Peyote Trip has a pretty good gig in the deals department on the fifth floor of Hell. Sure, none of the pens work, the coffee machine has been out of order for a century, and the only drink on offer is Jägermeister, but Pey has a plan—and all he needs is one last member of the Harrison family to sell their soul.
When the Harrisons retreat to the family lake house for the summer, with their daughter Mickey’s precocious new friend, Ruth, in tow, the opportunity Pey has waited a millennium for might finally be in his grasp. And with the help of his charismatic coworker Calamity, he sets a plan in motion.
But things aren’t always as they seem, on Earth or in Hell. And as old secrets and new dangers scrape away at the Harrisons’ shiny surface, revealing the darkness beneath, everyone must face the consequences of their choices.
Not gonna lie, this one kind of slowed down for me about 60% of the way through with the narration from the Hell side. I don’t know if it’s because the characters were a bit hard to like (being torturing Hell demons and all) or if I got tired of the constant oddities of Hell being described, but the main Hell character’s journey ended up being not that motivating to me. Wow, that was a long sentence. I started to be more interested in the characters up topside in New Hampshire, which is kind of odd because objectively that’s probably a bit more of the normal, boring story.
What drove me to like it was the undercurrent of tension throughout each character’s experiences. Maybe it’s because I had the dual narrative coming from Hell, which gave a fairly safe assumption that SOMETHING bad was coming their way, but there was a constant sense of pending doom for them all. I wanted to see on whom it fell, and from whom it was invited. Admittedly, there were a lot of things hinted at that didn’t play as large a role as I had thought. Nevertheless, the story topside moved along nicely.

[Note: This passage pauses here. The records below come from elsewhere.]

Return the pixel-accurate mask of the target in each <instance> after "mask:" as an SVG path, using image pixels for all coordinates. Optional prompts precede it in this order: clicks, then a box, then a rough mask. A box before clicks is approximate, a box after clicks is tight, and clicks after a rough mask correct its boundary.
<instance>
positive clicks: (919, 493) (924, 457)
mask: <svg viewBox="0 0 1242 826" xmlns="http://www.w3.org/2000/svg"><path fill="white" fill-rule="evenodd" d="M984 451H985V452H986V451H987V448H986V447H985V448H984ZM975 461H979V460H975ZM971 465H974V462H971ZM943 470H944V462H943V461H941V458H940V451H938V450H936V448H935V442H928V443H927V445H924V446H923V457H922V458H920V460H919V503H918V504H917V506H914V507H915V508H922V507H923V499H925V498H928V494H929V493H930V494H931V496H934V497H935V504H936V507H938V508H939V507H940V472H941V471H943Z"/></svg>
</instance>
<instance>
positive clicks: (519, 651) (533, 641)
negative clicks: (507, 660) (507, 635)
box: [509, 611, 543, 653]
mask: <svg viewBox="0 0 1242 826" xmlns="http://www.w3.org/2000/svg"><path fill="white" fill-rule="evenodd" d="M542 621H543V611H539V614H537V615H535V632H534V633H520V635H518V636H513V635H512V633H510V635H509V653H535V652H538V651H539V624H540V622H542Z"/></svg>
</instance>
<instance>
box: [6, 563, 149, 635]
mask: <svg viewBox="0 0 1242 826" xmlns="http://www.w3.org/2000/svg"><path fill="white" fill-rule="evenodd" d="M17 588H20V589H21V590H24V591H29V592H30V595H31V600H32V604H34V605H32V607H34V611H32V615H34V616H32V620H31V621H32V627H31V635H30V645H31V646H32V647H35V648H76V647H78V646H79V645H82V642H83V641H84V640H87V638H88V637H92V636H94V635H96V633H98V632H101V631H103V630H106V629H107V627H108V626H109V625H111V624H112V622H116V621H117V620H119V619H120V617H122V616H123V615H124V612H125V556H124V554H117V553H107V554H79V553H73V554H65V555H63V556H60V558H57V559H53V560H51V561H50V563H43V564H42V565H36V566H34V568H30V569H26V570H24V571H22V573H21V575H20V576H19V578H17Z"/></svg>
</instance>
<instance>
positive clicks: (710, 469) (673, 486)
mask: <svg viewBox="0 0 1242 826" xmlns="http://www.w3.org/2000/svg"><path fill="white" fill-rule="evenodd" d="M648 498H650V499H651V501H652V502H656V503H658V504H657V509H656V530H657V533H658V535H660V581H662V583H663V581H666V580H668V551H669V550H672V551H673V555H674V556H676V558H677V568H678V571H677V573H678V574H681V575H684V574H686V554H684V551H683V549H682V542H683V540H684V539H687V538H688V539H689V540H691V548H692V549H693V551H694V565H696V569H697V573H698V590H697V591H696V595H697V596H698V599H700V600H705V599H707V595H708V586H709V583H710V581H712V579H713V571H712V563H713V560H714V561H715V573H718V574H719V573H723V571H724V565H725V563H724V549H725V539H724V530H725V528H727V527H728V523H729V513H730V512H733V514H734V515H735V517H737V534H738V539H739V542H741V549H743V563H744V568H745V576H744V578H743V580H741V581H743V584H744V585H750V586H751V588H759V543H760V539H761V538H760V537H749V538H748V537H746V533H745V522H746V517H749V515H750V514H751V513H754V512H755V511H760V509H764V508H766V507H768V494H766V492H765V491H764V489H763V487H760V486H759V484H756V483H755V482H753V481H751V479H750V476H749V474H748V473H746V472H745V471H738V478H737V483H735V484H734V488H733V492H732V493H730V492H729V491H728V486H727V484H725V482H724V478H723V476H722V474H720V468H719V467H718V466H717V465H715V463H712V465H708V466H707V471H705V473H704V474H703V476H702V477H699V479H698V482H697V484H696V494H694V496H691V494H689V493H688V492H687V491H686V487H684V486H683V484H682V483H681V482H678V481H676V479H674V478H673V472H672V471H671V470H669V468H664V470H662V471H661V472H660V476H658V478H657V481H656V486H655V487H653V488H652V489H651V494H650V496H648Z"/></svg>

The Hell story flip-flopped so often that I had no idea who to trust or if there was an unreliable narrator (I mean, again, DEMON FROM HELL!) or if he was actually the most trustworthy of all. Sometimes he knows everything, and sometimes he’s completely clueless. Or just really good at faking being clueless. Go into this expecting to be suspicious constantly. 😁
Multiple narrators crop up through this, primarily rotating between Peyote (our Hell demon MC) and the various family members. The family members tend to have shortish chapters, though sometimes it’ll be a few of them in a row before switching back down to Hell. It wasn’t too much of an issue for me, though since I was more interested in the non-Hell stuff, it was a little tedious to get dragged back down sometimes. That air on Earth, after all. You really can’t beat it. Still, the details in the Hell-side story enhanced that of Earth’s, so they played well together.
The ending… okay. Not my favorite resolution to it all, but it made sense. That’s where I’ll leave it. So overall, yeah it was a fairly unique read and did a good job in building those aspects, but the story itself wasn’t my favorite.